I am working on RNN. After training, I got a high accuracy on the test data set. However, when I make a prediction with some external data, it predicts so poorly. Also, I used the same data set, which has over 300,000 texts and 57 classes, on artificial neural networks, it's still predicting very poorly. When I tried the same data set on a machine learning model, it worked fine.
Here is my code:
import numpy as np
from sklearn.preprocessing import LabelEncoder
from sklearn.preprocessing import OneHotEncoder
from keras.preprocessing.text import Tokenizer
from keras.preprocessing import sequence
from keras.models import Sequential
from keras.layers import Dense, LSTM, BatchNormalization
from keras.layers.embeddings import Embedding
from sklearn.model_selection import train_test_split
df = pd.read_excel("data.xlsx", usecols=["X", "y"])
df = df.sample(frac = 1)
X = np.array(df["X"])
y = np.array(df["y"])
le = LabelEncoder()
y = le.fit_transform(y)
y = y.reshape(-1,1)
encoder = OneHotEncoder(sparse=False)
y = encoder.fit_transform(y)
num_words = 100000
token = Tokenizer(num_words=num_words)
token.fit_on_texts(X)
seq = token.texts_to_sequences(X)
X = sequence.pad_sequences(seq, padding = "pre", truncating = "pre")
X_train, X_test, y_train, y_test = train_test_split(X, y, test_size=0.2)
model = Sequential()
model.add(Embedding(num_words, 96, input_length = X.shape[1]))
model.add(LSTM(108, activation='relu', dropout=0.1, recurrent_dropout = 0.2))

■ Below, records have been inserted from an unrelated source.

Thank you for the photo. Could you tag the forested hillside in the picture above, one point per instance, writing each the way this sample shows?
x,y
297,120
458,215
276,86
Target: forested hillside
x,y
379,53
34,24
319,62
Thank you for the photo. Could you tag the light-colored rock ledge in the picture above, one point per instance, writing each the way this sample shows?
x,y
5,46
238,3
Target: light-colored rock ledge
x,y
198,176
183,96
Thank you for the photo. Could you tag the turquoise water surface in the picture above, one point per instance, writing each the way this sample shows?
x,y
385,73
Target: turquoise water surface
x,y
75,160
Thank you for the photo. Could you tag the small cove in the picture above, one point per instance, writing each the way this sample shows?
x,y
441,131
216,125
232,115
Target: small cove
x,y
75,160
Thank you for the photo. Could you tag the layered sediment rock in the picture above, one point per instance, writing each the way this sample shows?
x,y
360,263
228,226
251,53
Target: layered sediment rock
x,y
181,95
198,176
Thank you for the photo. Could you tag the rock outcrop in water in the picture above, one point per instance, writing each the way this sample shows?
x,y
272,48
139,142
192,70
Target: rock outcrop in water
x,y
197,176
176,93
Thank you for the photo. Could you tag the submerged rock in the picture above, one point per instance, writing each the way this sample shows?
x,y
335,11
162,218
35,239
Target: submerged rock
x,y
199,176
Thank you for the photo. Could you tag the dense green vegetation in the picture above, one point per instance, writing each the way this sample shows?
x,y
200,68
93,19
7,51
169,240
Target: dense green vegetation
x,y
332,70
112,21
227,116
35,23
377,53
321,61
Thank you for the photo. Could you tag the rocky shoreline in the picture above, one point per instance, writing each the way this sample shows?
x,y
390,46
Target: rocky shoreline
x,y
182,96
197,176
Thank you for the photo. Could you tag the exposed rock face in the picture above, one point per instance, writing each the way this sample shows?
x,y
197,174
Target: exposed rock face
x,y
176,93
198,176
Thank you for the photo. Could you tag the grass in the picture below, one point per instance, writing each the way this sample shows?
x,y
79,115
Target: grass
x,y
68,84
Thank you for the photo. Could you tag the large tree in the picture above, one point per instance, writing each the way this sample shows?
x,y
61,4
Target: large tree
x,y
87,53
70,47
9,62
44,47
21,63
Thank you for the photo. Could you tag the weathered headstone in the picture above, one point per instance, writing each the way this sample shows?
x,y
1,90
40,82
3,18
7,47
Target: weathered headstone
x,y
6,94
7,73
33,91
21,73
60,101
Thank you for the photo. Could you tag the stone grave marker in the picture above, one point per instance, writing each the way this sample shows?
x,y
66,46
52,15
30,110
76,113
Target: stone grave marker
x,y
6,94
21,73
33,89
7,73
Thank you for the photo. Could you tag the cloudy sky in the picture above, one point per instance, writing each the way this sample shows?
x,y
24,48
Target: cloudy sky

model.add(BatchNormalization())
model.add(Dense(y.shape[1], activation='softmax'))
model.compile(loss='categorical_crossentropy', optimizer="rmsprop", metrics=['accuracy'])
model.summary()
history = model.fit(X_train, y_train, epochs=4, batch_size=64, validation_data = (X_test, y_test))
loss, accuracy = model.evaluate(X_test, y_test)
Here are the history plots of the model:
After doing some research, I have realized that the model was actually working fine. The problem was using Keras Tokenizer
wrongly.
At the end of the code, I used the following code:
sentence = ["Example Sentence to Make Prediction."]
token.fit_on_texts(sentence) # <- This row is redundant.
seq = token.texts_to_sequences(sentence)
cx = sequence.pad_sequences(seq, maxlen = X.shape[1])
sx = np.argmax(model.predict(cx), axis=1)
The problem occurs when I want to fit Tokenizer again, on the new data. So, removing that code line solved the problem for me.